Fed-Entscheidungen treiben Börsenrallye auf neue Höhen
Die Aktienmärkte übertreffen sich weiterhin selbst, da die US-Notenbank Federal Reserve erneut eine deutliche Unterstützung geliefert hat. Die Zentralbank hat am Mittwoch den Leitzins um einen Viertelpunkt gesenkt und signalisiert, dass bis Jahresende zwei weitere Zinssenkungen wahrscheinlich sind. Fed-Chef Jerome Powell bezeichnete diesen Schritt als Maßnahme zur Risikosteuerung, um den sich abschwächenden Arbeitsmarkt zu stützen. Dieses Umfeld hat die Zuversicht an der Wall Street gestärkt, dass die Rallye nicht so schnell endet.
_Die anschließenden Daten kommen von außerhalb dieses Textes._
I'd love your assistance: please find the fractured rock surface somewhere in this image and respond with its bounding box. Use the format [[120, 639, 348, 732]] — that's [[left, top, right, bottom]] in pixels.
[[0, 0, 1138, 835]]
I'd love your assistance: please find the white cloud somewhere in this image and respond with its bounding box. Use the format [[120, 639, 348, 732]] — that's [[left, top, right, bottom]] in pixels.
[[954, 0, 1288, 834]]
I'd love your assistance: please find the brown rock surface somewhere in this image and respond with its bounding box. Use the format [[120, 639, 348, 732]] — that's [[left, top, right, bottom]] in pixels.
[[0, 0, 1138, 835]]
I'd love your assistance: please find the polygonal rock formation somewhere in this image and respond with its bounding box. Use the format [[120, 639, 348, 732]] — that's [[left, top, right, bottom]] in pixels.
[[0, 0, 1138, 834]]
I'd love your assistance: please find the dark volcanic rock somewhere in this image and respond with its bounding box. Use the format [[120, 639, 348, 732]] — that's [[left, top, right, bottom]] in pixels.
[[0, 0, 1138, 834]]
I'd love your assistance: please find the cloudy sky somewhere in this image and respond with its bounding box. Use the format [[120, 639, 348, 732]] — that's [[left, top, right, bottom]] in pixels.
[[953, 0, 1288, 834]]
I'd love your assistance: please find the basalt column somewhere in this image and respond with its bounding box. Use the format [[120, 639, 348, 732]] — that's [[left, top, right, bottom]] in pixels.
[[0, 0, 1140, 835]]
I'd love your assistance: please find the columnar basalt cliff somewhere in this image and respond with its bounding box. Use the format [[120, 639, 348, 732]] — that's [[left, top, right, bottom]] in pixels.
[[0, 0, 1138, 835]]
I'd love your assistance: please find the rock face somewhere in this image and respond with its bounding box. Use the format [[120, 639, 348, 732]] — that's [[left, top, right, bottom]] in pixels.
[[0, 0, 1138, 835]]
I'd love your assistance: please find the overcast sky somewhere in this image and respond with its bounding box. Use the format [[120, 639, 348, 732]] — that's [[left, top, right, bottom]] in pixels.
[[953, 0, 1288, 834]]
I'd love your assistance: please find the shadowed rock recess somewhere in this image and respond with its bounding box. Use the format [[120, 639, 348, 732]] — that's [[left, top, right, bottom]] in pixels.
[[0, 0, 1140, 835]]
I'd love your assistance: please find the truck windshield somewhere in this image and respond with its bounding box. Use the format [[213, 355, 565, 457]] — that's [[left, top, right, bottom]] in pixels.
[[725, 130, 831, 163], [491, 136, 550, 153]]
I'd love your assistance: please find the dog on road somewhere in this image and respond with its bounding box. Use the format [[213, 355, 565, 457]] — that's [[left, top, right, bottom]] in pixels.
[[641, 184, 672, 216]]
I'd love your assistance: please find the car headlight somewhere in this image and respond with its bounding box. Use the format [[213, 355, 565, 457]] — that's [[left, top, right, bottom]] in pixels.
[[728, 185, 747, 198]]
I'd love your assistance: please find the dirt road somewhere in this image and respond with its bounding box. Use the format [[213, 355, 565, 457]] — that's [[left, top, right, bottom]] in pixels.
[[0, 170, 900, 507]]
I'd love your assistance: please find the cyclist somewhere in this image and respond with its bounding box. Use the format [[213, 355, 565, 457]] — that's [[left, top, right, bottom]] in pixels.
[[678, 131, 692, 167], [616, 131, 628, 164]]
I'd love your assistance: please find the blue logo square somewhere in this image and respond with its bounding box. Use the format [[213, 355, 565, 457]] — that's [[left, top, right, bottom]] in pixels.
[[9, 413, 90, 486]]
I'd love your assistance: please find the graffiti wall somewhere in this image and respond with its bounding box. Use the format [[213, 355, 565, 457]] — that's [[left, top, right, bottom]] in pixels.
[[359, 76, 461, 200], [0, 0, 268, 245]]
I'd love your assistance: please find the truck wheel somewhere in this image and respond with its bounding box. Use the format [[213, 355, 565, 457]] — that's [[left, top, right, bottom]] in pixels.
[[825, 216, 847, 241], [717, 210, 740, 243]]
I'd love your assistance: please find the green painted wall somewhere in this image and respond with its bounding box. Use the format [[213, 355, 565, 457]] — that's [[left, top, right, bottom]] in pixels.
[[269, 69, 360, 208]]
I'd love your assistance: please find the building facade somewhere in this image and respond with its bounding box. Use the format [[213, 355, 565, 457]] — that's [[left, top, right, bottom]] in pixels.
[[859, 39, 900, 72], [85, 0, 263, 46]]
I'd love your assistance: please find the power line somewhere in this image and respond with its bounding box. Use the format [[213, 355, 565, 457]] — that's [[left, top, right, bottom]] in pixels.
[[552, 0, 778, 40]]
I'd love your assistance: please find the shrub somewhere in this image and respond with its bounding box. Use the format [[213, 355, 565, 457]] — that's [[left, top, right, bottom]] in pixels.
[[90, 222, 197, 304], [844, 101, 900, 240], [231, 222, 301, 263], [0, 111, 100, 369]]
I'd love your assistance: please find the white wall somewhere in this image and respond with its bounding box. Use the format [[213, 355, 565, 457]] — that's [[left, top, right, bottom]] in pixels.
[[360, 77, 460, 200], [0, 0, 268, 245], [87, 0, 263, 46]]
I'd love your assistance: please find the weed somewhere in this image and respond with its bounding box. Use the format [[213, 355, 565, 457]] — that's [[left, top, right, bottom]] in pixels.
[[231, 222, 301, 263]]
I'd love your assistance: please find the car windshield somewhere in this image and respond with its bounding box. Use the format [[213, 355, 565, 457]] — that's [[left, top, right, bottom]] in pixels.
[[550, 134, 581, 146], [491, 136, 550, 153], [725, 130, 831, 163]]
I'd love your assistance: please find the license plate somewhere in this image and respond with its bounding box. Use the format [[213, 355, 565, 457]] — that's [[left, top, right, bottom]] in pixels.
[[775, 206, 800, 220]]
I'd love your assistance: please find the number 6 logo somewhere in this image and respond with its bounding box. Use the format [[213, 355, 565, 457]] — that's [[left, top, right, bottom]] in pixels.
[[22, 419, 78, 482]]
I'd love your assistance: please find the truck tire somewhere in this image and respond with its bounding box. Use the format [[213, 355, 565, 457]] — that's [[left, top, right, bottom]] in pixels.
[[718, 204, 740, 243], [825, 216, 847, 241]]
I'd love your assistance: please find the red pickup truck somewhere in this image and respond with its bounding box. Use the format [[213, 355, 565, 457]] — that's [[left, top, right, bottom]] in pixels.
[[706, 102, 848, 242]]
Marky Lerner, Chefmarktstratege bei Truist, hebt hervor, dass in seiner Forschung seit den 1980er Jahren Zinssenkungen der Fed, wenn der S&P 500 (^GSPC) innerhalb von 3 % seiner Rekordhochs liegt, 90 % der Zeit im Folgejahr zu Gewinnen geführt haben. Auch wenn die Geldpolitik nur ein Faktor ist, seien Zinssenkungen außerhalb von Rezessionen historisch günstig für Aktien, vor allem wenn die Unternehmensgewinne stabil bleiben.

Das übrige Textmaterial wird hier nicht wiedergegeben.